A circle at the intersection of the four panes can be dragged around to resize them, allowing one app to have more space than others. There are also two new keyboards for those times you're not in the mood to write with the S Pen: a full-width, more traditional 'board which uses the extra screen-space to fit in a "Ctrl" key for "Ctrl+C" and "Ctrl+V" copy and past shortcuts, along with a full number row, and a smaller, floating 'board that hovers over the app itself.
It's easy enough to type with the NotePRO lying flat on the table, though we did notice a little chassis flex when we did so. It's possible that's just a side-effect of using preproduction samples, but overall, the NotePRO isn't an especially comfortable tablet to hold. It's heavy – too heavy for any sort of extended one-handed use – and we found ourselves naturally resting the base on the table and holding it propped up.
If that sounds like the sort of situation you might use a laptop in, then it's not the end of it. There's also an optional Bluetooth mouse and Bluetooth keyboard, as well as a number of flip-cases including some which have been custom-designed by companies like Moschino. There's even a USB LAN hub for a wired ethernet connection.
Whether you opt for a traditional method of text entry or otherwise, the NotePRO has a couple of preloaded apps to make using it more like a traditional computer. In fact, one of them just brings your regular computer to the tablet's display, with Samsung's Remote PC app connecting to a PC or Mac and allowing you to run apps, copy across files, and generally use it as if you were sat in front of it at home or the office. Samsung e-Meeting sets up impromptu workgroups among multiple NotePRO tablets, for collaborating on documents in real time, while Samsung will also include six months of access to Cisco WebEx Meetings including eight-person video calls and screen-sharing.

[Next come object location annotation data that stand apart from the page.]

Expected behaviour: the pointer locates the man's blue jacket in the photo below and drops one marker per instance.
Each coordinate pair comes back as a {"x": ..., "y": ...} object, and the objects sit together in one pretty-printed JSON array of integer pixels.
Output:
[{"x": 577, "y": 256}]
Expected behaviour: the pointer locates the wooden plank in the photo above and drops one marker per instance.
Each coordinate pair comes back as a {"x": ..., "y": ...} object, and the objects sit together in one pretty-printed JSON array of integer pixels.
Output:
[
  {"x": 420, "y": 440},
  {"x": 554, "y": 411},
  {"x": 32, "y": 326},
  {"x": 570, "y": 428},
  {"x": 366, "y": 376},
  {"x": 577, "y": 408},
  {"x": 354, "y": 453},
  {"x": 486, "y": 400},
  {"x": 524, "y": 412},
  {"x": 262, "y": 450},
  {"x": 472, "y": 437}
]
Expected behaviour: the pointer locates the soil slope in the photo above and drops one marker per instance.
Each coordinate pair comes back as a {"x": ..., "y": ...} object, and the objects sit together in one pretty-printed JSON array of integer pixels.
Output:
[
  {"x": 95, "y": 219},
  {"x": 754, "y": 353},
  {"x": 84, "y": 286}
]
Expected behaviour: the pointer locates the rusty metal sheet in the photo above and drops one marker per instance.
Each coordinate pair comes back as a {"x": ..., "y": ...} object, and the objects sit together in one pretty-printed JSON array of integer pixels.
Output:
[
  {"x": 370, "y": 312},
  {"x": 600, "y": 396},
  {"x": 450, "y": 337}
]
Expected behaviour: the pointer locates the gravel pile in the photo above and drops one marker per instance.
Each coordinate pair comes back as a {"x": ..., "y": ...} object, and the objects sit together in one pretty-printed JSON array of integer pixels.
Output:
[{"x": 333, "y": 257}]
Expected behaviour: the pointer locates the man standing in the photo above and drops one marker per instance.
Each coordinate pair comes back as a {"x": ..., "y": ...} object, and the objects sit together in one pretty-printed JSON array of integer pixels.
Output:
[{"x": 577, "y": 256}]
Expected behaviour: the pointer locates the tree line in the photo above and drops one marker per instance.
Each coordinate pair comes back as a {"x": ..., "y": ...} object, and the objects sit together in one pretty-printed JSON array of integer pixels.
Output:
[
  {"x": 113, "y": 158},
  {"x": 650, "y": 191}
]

Meanwhile, there's what Samsung is referring to as its "Ultimate User Content Gift Package" with what the firm says is around $700 of apps and subscriptions to services like Bloomberg Businessweek+, Dropbox, and others. There'll be up to a year of Evernote Pro subscription, for instance, as well as a free copy of Sketchbook Pro.

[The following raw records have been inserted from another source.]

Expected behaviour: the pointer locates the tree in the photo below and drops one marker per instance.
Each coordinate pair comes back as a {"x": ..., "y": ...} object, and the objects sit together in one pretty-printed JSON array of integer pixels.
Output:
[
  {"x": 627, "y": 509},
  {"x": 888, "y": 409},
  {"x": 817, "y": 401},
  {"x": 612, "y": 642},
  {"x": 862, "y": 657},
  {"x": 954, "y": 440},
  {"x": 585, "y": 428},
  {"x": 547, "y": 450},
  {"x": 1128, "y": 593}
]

There's certainly no doubting that tablets are primarily content consumption machines; while it's certainly possible to use a tablet to create something, it's generally not the most efficient of processes. The Galaxy NotePRO does address that, but it does so with a number of compromises along the way. It's not light, and while the onscreen keyboard is better than many we've used, it still doesn't allow for the speed of typing that a proper, physical 'board would offer.
On the other hand, there's certainly an audience out there asking for a larger tablet, and the combination of split-screen and multi-pane tools make Android more flexible than ever before. A lot will depend on pricing, which Samsung will announce closer to the Galaxy NotePRO's global launch later in Q1 2014.